I’m working on some Xeon machines running linux, each with a C1060. I’m trying to verify the performance that I see on som ppt slides on the Nvidia site that show 150+ GFLOPS for a 256 point SP C2C FFT. I only seem to be getting about 30 GPLOPS. I’m only timing the fft and have the thread synchronize around the fft and timer calls. I also double checked the timer by calling both the cuda timer and the linux getTime, both are giving me the same elapsed time. I tried both the 1d and 2d ffts, with the 2d giving a little better performance. The 30 GFLOPS is very close to the number I would expect for the intel processor with MKL libraries. The deviceQuery seems to indicate that the tesla board is working. Calculating flops using 5n log2(n) (times 2n for the 2D FFT, using 256x256). Is it possible that the fft is really being done on the Xeon?

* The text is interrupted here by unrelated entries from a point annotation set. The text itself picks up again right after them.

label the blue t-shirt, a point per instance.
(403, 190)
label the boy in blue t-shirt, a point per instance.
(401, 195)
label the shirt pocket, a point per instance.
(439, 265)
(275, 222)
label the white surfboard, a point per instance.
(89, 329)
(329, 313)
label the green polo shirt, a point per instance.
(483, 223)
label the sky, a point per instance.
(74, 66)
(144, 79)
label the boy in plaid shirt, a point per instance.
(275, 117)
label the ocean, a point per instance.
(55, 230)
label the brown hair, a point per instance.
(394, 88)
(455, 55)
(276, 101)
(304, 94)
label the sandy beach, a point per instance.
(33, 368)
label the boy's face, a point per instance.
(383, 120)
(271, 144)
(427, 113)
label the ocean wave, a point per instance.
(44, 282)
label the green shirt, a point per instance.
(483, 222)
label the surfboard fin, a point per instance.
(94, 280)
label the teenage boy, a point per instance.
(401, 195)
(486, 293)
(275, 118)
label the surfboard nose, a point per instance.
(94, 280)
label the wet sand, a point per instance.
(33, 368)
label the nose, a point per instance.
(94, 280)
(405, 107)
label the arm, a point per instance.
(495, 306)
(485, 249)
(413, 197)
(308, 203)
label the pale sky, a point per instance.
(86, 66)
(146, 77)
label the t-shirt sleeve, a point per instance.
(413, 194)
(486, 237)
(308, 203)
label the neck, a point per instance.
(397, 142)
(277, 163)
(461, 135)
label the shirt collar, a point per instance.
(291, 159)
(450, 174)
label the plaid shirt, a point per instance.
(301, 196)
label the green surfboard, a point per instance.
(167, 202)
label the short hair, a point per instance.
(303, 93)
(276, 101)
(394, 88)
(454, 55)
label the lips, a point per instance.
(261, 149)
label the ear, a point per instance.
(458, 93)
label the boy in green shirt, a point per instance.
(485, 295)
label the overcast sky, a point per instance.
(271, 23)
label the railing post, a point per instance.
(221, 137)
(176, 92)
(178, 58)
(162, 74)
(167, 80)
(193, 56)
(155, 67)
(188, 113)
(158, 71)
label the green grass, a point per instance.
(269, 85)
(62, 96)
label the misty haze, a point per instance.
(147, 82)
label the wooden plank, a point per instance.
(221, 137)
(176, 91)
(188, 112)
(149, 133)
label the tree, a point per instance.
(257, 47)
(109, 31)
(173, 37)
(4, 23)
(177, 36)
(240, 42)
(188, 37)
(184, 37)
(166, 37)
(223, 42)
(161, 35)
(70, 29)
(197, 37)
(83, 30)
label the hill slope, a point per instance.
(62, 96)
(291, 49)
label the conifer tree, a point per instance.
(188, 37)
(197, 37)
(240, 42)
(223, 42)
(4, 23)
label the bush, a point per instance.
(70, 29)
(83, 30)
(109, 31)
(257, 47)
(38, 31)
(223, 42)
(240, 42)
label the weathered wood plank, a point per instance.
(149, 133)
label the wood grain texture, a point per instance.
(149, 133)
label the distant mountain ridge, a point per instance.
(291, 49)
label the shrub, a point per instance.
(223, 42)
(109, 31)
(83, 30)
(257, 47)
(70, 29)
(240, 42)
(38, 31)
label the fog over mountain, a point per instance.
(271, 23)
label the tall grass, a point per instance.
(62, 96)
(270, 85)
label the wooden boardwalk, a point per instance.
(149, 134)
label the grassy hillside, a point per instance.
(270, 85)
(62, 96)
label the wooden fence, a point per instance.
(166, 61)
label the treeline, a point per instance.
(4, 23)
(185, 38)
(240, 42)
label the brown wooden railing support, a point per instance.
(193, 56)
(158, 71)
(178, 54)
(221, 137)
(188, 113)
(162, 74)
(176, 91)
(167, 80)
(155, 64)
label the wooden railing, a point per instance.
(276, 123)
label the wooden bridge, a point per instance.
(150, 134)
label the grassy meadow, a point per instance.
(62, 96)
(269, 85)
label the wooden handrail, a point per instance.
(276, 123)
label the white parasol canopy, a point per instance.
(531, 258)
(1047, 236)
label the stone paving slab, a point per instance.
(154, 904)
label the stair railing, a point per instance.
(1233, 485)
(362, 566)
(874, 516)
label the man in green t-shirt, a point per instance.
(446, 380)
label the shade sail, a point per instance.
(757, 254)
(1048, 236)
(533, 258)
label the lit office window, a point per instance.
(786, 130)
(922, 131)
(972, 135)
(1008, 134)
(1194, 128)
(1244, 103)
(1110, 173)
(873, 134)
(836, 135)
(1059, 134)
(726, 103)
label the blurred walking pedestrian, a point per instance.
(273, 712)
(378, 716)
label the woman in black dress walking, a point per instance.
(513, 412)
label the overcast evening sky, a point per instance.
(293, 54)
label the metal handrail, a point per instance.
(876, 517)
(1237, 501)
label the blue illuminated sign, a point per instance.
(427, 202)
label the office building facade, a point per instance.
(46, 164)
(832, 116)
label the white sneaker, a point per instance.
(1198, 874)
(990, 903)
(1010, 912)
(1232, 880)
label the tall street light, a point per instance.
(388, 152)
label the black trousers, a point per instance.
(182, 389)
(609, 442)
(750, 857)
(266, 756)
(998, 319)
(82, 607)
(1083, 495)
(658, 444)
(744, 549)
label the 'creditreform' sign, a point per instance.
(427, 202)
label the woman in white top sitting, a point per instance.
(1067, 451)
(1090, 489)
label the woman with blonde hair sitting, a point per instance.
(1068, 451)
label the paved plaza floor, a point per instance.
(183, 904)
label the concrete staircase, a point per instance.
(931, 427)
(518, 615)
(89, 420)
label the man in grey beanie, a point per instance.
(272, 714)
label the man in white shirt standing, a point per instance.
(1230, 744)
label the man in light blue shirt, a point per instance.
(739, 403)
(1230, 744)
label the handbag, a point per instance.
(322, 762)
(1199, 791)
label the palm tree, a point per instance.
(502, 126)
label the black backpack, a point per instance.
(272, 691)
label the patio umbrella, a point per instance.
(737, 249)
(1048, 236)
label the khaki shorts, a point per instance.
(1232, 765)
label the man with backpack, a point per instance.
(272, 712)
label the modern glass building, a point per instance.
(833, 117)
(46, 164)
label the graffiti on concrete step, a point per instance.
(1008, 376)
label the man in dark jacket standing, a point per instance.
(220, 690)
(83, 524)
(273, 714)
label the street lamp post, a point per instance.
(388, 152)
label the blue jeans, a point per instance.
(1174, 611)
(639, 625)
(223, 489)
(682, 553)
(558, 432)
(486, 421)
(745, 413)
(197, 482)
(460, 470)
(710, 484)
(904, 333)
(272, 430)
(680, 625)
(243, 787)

Or, something else I may be doing wrong?
Results of deviceQuery:
Device 0: “Tesla C1060”
CUDA Driver Version: 2.30
CUDA Runtime Version: 2.30
CUDA Capability Major revision number: 1
CUDA Capability Minor revision number: 3
Total amount of global memory: 4294705152 bytes
Number of multiprocessors: 30
Number of cores: 240
Total amount of constant memory: 65536 bytes
Total amount of shared memory per block: 16384 bytes
Total number of registers available per block: 16384
Warp size: 32
Maximum number of threads per block: 512
Maximum sizes of each dimension of a block: 512 x 512 x 64
Maximum sizes of each dimension of a grid: 65535 x 65535 x 1
Maximum memory pitch: 262144 bytes
Texture alignment: 256 bytes
Clock rate: 1.30 GHz
Concurrent copy and execution: Yes
Run time limit on kernels: No
Integrated: No
Support host page-locked memory mapping: Yes
Compute mode: Default (multiple host threads can use this device simultaneously)